Investing

I invest in frontier technology - AI infrastructure, digital assets, and the platforms that will matter when intelligence is commodity-priced.

Focus Areas

I invest at seed and angel stages, selectively in listed equities, and through alternative assets. If you're building something at the intersection of intelligence and infrastructure, I'd like to hear from you.

The regulatory landscape

Europe is in the middle of the largest regulatory extinction event in crypto history. MiCA (Markets in Crypto-Assets Regulation) replaced the patchwork of national VASP registrations with a single CASP authorisation regime. The transition deadline is 1 July 2026. The scale of the cull is remarkable:

  • 3,100 crypto companies registered in Europe before MiCA. 75% are expected to lose their licence
  • Old VASP registration: ~EUR 2,000. New CASP licence: EUR 150,000 - 500,000. A 70-250x cost increase
  • 174 companies licensed so far. 2,926 still to go, with 3-6 month processing times
  • Gemini exited Europe.
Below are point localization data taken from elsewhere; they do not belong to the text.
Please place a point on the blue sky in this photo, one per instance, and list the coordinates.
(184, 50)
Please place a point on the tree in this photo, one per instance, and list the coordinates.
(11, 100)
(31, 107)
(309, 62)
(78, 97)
Bitget left. Tether USDT delisted by every major exchange

The UK is finalising its own regime (FCA consultations closed Q1 2026, rules expected by end 2027), covering trading platforms, staking, lending, and DeFi. Switzerland is consulting on a new crypto-institution licence under FINIG, adding to its existing FINMA framework. The strategic question for any digital asset business operating in Europe is no longer whether to be regulated, but how quickly you can afford to be.

This consolidation is not purely destructive. Companies that navigate MiCA gain EU-wide passporting across 27 member states from a single authorisation - a prize that did not exist under the old regime. For investors, the regulatory shakeout creates a clear distinction between companies with compliance infrastructure and those without.